Of course once one got to graduate shul, even this ceased. No wasting time going to athletic events. Of course the Greek bogs didn’t go to graduate shul. They went out into the real world and got jobs, mostly through the intervention of parents, got married and quit using birth control, and partied. At which distinction I have to wonder why they went to college in the first place unless to become educated in how to party?
Ah well, enough of that. Back to the newspaper article:
“As far as school goes, choose to be here. If your parents chose for you, get out now and come back on your terms, or you’ll likely get burned out.”
I have to agree with this. Of my freshman class I think all of us were in college because of our parents telling us for years that we were going to college. It was a result of the whole Great Depression – Great Patriotic War thing. Those who had other reasons, or found other reasons stayed; those who didn’t disappeared. Sadly a lot of those never did find anything to do with themselves.
“Give yourself an easy semester to start with; take easy and interesting classes. Get the partying out of your system.”
This is one I tend to disagree with. I got this advice from an assigned, overworked advisor as a registering freshman. I had too much time on my hands and quickly found I needed to be overloaded to do well. But I was/am an introvert and nerd. This may be good advice for extroverts and bogs.
“At the beginning of every semester, register for as many classes as possible and drop the ones you don’t like. “
I like this one but I have to caveat it. The key word here is “like”. If you are taking those types of classes where you read the book first and then go to class to discuss, and your grade is based on that kind of fuzzy stercus, then you better like the professor and he needs to like you to get a good enough grade to survive. But if you are a nerd and/or an introvert, or taking the other type of course where you have to go to lecture to get told how to read the text and then do stuff for grade, you need to like what you are learning first and the professor second, maybe not at all. And if you are not a party bog, then taking an overload is good because these things do reinforce. I once got an extra letter grade in a junior analytical chemistry class because I was also taking an electronics course in the physics department and ended up knowing more about that subject than the chemistry professor and could rescue him during class demonstration that had gone aglee.
“And as far as life after school goes, anticipate leaving school being really tough. Realize that unless you’re studying engineering or computer science, you are very likely to not have a job offer when you graduate, let alone a high-paying dream job. Plan on people with bachelor’s degrees being ubiquitous in the job market.”

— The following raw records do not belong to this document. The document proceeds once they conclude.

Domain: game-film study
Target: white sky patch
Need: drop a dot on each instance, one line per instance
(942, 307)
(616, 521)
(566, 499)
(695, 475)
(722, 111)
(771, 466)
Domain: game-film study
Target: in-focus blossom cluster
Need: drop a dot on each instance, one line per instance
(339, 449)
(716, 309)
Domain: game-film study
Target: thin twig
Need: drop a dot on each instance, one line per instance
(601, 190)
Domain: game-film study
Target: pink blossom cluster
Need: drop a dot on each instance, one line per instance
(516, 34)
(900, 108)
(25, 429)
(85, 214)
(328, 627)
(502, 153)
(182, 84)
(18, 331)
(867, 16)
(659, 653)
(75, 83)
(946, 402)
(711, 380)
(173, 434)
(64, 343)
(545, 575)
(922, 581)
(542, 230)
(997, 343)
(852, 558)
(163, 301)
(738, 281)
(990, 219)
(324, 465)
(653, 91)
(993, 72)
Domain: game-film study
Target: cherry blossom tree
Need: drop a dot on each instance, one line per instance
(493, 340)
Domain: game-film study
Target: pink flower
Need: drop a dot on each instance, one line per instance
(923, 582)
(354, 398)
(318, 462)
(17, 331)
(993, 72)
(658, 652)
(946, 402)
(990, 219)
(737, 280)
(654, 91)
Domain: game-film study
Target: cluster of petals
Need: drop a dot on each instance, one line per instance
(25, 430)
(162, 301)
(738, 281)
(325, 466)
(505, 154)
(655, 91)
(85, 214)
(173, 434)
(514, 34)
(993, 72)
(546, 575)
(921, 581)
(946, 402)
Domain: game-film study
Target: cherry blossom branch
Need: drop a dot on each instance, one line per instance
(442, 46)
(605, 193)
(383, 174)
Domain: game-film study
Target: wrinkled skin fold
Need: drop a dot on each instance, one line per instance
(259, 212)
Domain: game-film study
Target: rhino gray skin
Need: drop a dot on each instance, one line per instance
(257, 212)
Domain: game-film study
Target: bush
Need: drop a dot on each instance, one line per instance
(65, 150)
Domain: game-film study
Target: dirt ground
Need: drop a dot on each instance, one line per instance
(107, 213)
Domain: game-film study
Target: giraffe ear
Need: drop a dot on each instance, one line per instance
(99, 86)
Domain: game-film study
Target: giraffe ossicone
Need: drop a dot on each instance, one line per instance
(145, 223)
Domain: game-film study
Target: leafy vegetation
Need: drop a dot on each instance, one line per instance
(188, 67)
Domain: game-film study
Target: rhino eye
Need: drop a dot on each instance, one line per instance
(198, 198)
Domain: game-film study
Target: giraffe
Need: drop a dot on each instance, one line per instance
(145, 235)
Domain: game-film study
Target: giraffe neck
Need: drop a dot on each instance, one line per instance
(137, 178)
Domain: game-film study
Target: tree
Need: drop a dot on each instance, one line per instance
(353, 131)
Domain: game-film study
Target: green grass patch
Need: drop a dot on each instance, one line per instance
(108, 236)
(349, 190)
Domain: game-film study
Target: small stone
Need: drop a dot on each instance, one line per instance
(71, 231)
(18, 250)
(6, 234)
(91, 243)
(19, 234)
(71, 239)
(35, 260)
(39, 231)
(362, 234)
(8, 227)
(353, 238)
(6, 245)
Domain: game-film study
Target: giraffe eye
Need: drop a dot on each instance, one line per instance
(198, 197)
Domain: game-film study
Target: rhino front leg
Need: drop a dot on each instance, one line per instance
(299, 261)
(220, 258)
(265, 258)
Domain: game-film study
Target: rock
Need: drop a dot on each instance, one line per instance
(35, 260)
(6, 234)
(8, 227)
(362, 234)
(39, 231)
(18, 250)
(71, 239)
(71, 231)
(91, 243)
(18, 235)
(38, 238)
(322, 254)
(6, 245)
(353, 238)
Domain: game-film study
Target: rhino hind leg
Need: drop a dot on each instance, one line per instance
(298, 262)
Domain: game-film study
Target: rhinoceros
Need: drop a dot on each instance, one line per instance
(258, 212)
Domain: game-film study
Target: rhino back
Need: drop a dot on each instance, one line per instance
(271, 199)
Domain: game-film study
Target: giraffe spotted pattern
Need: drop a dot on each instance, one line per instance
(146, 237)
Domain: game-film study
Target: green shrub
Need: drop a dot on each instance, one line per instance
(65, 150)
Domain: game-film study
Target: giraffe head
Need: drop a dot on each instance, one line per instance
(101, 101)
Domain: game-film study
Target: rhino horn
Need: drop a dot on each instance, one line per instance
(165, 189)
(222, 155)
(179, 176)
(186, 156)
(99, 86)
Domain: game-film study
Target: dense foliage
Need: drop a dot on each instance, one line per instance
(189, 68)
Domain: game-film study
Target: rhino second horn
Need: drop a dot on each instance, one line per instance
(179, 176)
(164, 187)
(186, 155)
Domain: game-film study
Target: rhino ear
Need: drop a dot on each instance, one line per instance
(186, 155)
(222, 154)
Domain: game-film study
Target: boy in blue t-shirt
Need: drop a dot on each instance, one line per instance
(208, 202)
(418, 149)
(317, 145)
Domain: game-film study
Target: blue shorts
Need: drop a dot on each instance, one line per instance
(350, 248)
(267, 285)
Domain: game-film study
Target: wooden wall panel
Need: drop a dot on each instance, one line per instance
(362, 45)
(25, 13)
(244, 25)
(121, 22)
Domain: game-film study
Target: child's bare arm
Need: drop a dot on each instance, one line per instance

Again, I partly agree with this. My undergraduate days were the best time of my life because I actually had a lot of free time, despite taking twice as many hours of courses as the average student, and could enjoy them. But the job thing was a bit different. We were aware enough to realize if you were really serious about being a nerd you had to go to graduate shul. So the job thing didn’t enter in until I got disillusioned with the academic bureaucracy. And the economic conditions were bad then, especially for nerds. And the first job I found was drek but the second was a keeper, not a dream job, because such are as fake as any dream, but one that I could make into what I could do and not what I was paid to do.
And the bachelor’s degree thing is dead on. It’s about like someone in your parent’s day having a high shul diploma.